Essential parameters, dimensions and functions

L₀ is the deep-water wavelength (gT²/2π or 1.561T²) in metres (m), L the shoaling wavelength (m), T the wave period (s), H the wave height (m), d the water depth (m), D the grain size (mm), g the gravitational acceleration (9.81 m/s²); π = 3.1416, sinh the hyperbolic sine, tanh the hyperbolic tangent, U_max the maximum horizontal velocity (m/s) close to the seabed, and U_crit the threshold velocity for the initiation of sediment movement at the seabed involving siliciclastic sediment composed of variable mean grain sizes. It should be noted that, for simplicity, the wave data discussed in this paper strictly relate to monochromatic waves of the sinusoidal type (linear Airy wave theory). As waves in nature are random and irregular, T and H are understood to represent the peak spectral wave period (T_p) and the significant wave height (H_s), respectively.

Shoaling wave parameters

As deep-water waves propagate shoreward, they eventually reach a water depth where they ‘feel’ the bottom, the ensuing friction resulting in increasing energy loss with decreasing water depth. In this scenario one distinguishes between three domains:

1. a)

   A deep-water domain where d ≥ 0.5L₀;

2. b)

   An intermediate-water domain occupying the zone between d ≤ 0.5L₀ ≥ 0.05L₀; and.

3. c)

   A shallow-water domain beginning at the depth corresponding to d ≤ 0.05L₀.
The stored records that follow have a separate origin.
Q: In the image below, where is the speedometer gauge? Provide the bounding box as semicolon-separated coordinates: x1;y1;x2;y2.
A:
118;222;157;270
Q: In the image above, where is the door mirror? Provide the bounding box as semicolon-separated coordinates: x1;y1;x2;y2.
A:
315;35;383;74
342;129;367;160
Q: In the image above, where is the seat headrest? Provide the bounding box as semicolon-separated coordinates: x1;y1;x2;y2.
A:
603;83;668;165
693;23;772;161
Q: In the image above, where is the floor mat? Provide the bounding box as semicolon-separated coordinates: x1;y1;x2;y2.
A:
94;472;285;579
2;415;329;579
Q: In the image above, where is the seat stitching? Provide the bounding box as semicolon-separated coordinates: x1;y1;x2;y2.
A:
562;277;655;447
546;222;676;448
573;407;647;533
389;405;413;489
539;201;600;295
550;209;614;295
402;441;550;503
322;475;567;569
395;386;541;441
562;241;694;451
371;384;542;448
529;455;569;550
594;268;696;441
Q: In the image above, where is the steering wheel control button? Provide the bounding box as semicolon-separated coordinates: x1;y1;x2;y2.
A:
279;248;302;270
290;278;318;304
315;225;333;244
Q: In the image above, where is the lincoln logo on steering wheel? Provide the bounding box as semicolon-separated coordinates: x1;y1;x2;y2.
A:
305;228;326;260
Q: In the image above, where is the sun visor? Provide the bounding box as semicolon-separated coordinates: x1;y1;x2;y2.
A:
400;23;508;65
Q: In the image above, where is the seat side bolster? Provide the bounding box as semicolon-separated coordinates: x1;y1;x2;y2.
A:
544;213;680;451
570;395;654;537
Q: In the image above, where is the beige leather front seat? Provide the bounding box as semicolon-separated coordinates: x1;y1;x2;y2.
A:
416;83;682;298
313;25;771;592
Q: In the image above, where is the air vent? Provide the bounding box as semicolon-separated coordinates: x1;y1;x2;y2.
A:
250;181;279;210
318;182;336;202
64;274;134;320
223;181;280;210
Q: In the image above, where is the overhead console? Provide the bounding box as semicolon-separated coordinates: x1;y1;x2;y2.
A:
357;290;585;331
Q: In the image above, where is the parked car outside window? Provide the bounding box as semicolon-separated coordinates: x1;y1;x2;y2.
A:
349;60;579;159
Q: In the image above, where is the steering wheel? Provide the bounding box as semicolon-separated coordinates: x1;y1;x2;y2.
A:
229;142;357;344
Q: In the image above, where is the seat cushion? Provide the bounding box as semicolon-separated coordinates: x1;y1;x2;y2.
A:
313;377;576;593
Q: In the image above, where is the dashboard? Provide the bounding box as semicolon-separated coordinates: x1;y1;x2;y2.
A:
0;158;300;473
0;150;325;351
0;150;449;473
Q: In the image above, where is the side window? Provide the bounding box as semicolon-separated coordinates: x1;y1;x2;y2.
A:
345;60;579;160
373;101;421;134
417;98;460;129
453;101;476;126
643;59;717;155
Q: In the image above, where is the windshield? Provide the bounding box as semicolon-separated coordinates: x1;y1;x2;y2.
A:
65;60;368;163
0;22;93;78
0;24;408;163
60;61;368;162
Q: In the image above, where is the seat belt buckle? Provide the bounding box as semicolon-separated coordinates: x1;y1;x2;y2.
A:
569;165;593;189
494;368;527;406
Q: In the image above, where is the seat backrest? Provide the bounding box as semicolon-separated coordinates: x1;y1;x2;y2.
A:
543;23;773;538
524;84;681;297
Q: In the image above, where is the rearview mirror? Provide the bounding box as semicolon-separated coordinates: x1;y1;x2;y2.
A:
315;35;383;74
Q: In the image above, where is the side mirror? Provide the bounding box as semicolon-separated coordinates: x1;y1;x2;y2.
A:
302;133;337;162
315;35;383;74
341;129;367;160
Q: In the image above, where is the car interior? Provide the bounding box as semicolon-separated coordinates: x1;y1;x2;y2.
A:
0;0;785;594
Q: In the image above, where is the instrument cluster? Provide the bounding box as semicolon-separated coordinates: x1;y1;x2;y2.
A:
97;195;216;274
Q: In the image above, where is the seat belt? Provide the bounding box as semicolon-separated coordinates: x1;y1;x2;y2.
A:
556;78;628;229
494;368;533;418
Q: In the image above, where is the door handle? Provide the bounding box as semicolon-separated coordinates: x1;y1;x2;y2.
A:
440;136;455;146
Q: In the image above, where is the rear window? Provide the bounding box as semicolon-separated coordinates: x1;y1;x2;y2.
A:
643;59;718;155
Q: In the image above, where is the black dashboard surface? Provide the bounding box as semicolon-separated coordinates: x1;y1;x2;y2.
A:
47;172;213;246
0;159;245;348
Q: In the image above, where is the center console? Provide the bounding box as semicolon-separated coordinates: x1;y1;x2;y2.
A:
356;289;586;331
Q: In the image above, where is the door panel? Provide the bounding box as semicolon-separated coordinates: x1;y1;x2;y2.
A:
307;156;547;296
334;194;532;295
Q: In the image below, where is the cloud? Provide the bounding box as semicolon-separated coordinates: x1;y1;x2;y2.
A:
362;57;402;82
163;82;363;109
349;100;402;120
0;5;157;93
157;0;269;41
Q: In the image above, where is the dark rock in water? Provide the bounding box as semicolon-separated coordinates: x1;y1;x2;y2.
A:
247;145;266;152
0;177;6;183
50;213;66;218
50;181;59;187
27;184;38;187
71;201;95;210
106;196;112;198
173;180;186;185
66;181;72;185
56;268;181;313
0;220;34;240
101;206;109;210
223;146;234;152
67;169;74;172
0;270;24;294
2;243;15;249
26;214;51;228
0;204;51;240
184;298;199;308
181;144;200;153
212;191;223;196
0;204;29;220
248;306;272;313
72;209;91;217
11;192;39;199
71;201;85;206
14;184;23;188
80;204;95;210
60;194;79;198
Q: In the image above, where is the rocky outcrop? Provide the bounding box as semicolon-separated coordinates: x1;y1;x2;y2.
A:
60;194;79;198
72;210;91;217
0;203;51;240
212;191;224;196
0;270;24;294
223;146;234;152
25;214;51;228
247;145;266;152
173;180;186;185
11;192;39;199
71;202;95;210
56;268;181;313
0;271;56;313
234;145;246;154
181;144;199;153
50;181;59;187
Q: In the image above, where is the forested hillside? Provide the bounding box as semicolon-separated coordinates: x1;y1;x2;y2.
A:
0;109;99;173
The above relationships are illustrated in Fig. 1 in which the dimensionless wave height (H/H₀) is plotted against the dimensionless water depth (d/L₀). Note that, due to friction along the seabed, the wave height progressively decreases from a depth of ~ 0.5L₀ up to a water depth corresponding to d = ~ 0.16L₀, where the waves reach their smallest height (H/H₀ = ∼0.91). Thereafter their height increases sharply due to rapid steepening caused by the rapid decrease in wave celerity in shallow water (shoaling effect).

Additional functional wave parameters

In deep water, the maximum wave height is limited to 1/7 of the deep-water wavelength (L₀):

$${H_{{\rm{max}}}} = \sim 0.1429{L_0}$$

(1)

For any wave period the maximum wave height in deep water also defines the maximum wave height that may occur at the onset of frictional energy loss at the seabed (i.e. at d = 0.5L₀; cf. Figure 1).

In very shallow water, defined as ≤0.05L₀, U_max for any wave height and water depth is no longer governed by the wavelength and wave period, but only by the gravitational acceleration:

$${U\rm_{max}} = .5H \times (g/d)^{0.5}$$

(2)

Furthermore, waves eventually break when the orbital velocity becomes larger than the wave celerity in the course of shoaling (e.g. Bosboom and Stive 2023). The critical depth in relation to the wave height (and vice versa) is calculated by:

$$d = 1.282H$$

(3a)

or

$$H{\rm{ = 0}}{\rm{.78}}d$$

(3b)

Calculation of U _crit under waves

The calculation of the critical threshold velocity, i.e. the velocity required for the initiation of sediment movement for a given grain size as a function of a given wave period, and the maximum horizontal velocity at the seabed for a given wave height and water depth as a function of the wavelength at that depth, is achieved in three steps:

Step 1: The critical wave-generated threshold velocity (U_crit) for any grain size (D) expressed in mm as a function of a given wave period (T) (cf. Komar and Miller 1973) can be determined by consulting Soulsby (1997), or by applying the empirical trend-surface equation of Flemming (2005; based on the digitization of the corresponding figure in Clifton 1976; his Fig. 4).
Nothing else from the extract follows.